M. Jean Chérioux. C'est incroyable !
M. Patrice Gélard, rapporteur. C'est un texte, nous l'avons dit non amendable, mal préparé, mal ficelé, source de multiples difficultés juridiques et même pratiques.
Prenons un exemple tout simple. Ce qui va inciter les gens à signer demain un pacte civil de solidarité, ce sont les avantages fiscaux prévus par le texte adopté par l'Assemblée nationale. Mais quelle fragilité pour ces avantages fiscaux ! N'importe quelle loi de finances pourra les supprimer d'un trait de plume, d'une année sur l'autre. Il n'existe aucune sécurité en la matière ! En conséquence, nous nous trouvons face à un marché de dupes en quelque sorte ! Je vous l'ai dit dès la première lecture, la protection des partenaires est illusoire et, en réalité, le plus faible sera toujours la victime.
On trouve dans le texte les lourdeurs et les inconséquences d'un état civil bis ainsi qu'une multiplication encore aggravée des risques de fraude.
En fait, le vrai problème, c'est que nous ne pouvons pas nous entendre, car nous ne parlons pas la même langue, madame le ministre !
Mme Dinah Derycke. C'est vrai !
M. Patrice Gélard, rapporteur. Celle de l'Assemblée nationale et celle que vous avez développée consistent à dire une fois pour toutes que le PACS est nécessaire et qu'il ne sera pas tenu compte de tout ce que nous raconterons.
Nous avons essayé une autre politique. Nous avons tenté de démontrer que le PACS ne tient pas la route et nous en sommes toujours convaincus. Nous sommes également convaincus que toutes les associations d'homosexuels sont contre le PACS. Ils veulent autre chose ; ils nous l'ont dit. Ils l'acceptent faute de mieux. Après tout, pourquoi refuser un sucre d'orge quand on vous le donne ?
Mais le vrai problème n'est pas là. Personne ne veut de ce texte. Par volonté politique, la majorité de l'Assemblée nationale, suivie par le Gouvernement, veut l'imposer. On ne joue pas à ce jeu. Quand on ne parle pas la même langue, on laisse tomber.
Laisser tomber, cela ne veut pas dire renoncer à nos prérogatives de parlementaire et de législateur. Cela veut dire qu'on ne peut pas jouer le jeu que l'on veut nous imposer, que l'on ne peut pas accepter la démarche que l'on veut nous imposer.
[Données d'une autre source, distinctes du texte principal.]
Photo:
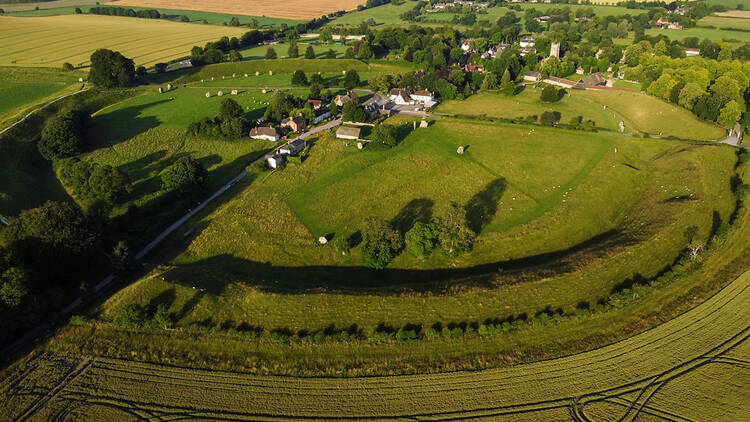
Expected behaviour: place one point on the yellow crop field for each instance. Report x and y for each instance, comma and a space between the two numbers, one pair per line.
53, 40
694, 367
291, 9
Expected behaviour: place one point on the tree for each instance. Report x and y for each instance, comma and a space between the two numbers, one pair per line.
62, 135
380, 243
353, 112
293, 51
230, 109
384, 134
13, 287
421, 239
550, 94
235, 56
123, 260
351, 79
454, 236
730, 114
299, 78
184, 175
309, 52
507, 86
111, 69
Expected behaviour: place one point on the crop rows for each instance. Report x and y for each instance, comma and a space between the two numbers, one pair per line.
629, 380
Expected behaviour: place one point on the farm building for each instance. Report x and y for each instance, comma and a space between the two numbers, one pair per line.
315, 103
264, 132
276, 161
296, 124
340, 100
321, 114
348, 132
532, 76
293, 148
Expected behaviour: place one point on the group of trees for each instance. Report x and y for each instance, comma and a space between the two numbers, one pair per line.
121, 11
713, 89
381, 242
92, 183
63, 135
230, 122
Nous aurions été prêts à revoir ce texte si le Gouvernement et l'Assemblée nationale avaient fait un effort. Or, vous nous l'avez dit, madame le ministre, le Gouvernement n'en fera pas, car il veut le PACS.
Vous le voulez, nous nous n'en voulons pas ; les choses sont claires. Nous refusons un texte qui va conduire à plus de difficultés et qui ne résoudra réellement aucun des problèmes de société que vous aviez mis en lumière lors de votre intervention. C'est la raison pour laquelle je défendrai tout à l'heure la question préalable. (Bravo ! et applaudissements sur les travées du RPR, des Républicains et Indépendants et de l'Union centriste.)